Honestly, an extraordinary amount of stuff happens in this book, and most of it is a mix of astonishingly boring and ham-fisted. It tries really hard to weave an epic modern fairy tale about parenthood, but there are too many abrupt left turns into entirely new plots and not enough cohesion and interweaving of threads throughout the whole tale. Classic fairy tales can do that sort of thing and still work in no small part because they’re short, but this is a 430-page book, which is actually just several ideas for different novellas loosely Frankensteined together, and all of them end up being less interesting collectively than any one of them might have been on its own.

MY RATING: 2/5 stars

POSITIVE REINFORCEMENT FOR: Writing a solid 128-page novella about a woman who might have serious postpartum depression or might actually have identified that her baby is a changeling and no one else can see it.

PLEASE NO MORE: Everything after page 128.

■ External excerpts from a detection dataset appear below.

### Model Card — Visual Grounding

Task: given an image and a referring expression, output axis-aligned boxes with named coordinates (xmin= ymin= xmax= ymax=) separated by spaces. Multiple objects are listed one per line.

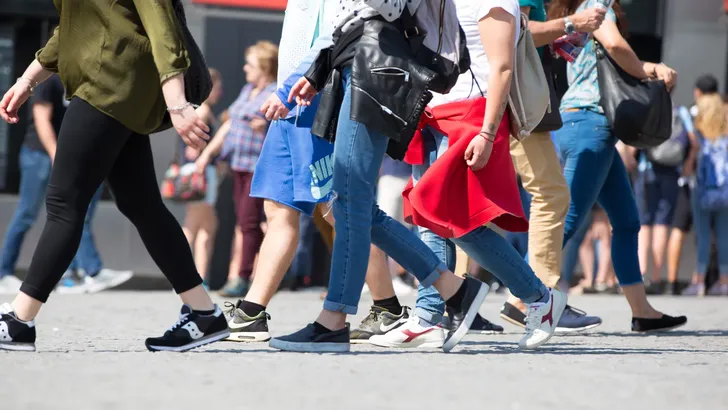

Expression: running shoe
xmin=0 ymin=303 xmax=35 ymax=352
xmin=518 ymin=289 xmax=567 ymax=349
xmin=369 ymin=315 xmax=445 ymax=349
xmin=145 ymin=305 xmax=230 ymax=352
xmin=225 ymin=300 xmax=270 ymax=342
xmin=349 ymin=306 xmax=409 ymax=343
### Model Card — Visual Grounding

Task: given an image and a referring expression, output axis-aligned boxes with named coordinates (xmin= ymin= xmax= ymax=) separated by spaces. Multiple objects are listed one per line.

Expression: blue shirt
xmin=560 ymin=0 xmax=617 ymax=114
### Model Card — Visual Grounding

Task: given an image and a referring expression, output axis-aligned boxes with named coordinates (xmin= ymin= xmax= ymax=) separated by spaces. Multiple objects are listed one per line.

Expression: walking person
xmin=683 ymin=94 xmax=728 ymax=296
xmin=0 ymin=0 xmax=229 ymax=351
xmin=0 ymin=75 xmax=133 ymax=294
xmin=549 ymin=0 xmax=687 ymax=332
xmin=196 ymin=41 xmax=278 ymax=297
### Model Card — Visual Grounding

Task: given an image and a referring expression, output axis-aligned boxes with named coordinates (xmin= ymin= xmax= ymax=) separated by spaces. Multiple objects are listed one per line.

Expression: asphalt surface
xmin=0 ymin=291 xmax=728 ymax=410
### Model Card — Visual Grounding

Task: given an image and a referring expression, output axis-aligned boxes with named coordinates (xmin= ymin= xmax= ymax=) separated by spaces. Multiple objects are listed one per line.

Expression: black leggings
xmin=20 ymin=97 xmax=202 ymax=302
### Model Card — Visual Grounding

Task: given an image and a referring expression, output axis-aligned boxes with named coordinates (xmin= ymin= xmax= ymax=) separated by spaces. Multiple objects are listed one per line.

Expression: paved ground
xmin=0 ymin=292 xmax=728 ymax=410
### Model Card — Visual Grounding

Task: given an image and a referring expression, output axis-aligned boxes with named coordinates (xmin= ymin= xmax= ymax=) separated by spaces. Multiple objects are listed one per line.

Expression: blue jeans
xmin=691 ymin=195 xmax=728 ymax=276
xmin=324 ymin=69 xmax=446 ymax=315
xmin=555 ymin=110 xmax=642 ymax=286
xmin=412 ymin=127 xmax=548 ymax=324
xmin=0 ymin=146 xmax=101 ymax=277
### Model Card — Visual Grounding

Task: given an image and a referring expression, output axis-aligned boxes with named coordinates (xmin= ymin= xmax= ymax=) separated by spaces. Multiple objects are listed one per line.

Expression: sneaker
xmin=83 ymin=269 xmax=134 ymax=293
xmin=447 ymin=308 xmax=503 ymax=335
xmin=269 ymin=323 xmax=351 ymax=353
xmin=632 ymin=315 xmax=688 ymax=333
xmin=501 ymin=302 xmax=526 ymax=328
xmin=442 ymin=276 xmax=490 ymax=353
xmin=349 ymin=306 xmax=410 ymax=343
xmin=369 ymin=315 xmax=445 ymax=349
xmin=0 ymin=303 xmax=35 ymax=352
xmin=706 ymin=283 xmax=728 ymax=296
xmin=218 ymin=278 xmax=250 ymax=298
xmin=0 ymin=275 xmax=23 ymax=295
xmin=518 ymin=289 xmax=567 ymax=349
xmin=556 ymin=305 xmax=602 ymax=333
xmin=225 ymin=300 xmax=270 ymax=342
xmin=683 ymin=283 xmax=705 ymax=296
xmin=144 ymin=305 xmax=230 ymax=352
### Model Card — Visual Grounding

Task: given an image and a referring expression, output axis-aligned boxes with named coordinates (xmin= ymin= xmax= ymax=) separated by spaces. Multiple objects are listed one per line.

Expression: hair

SHOUT-OUT TO: Victor LaValle's Destroyer, which is a comic book unrelated to The Changeling aside from the fact that it has the same author. But the full title of the comic book is legit Victor LaValle's Destroyer, which is just… awful. Why would you do that? Sorry Victor LaValle, but you’re nowhere near good enough nor famous enough to justify putting your own name as a possessive in the title, and I don’t care if it’s your fault or the publisher’s fault, fuck everyone involved in that decision.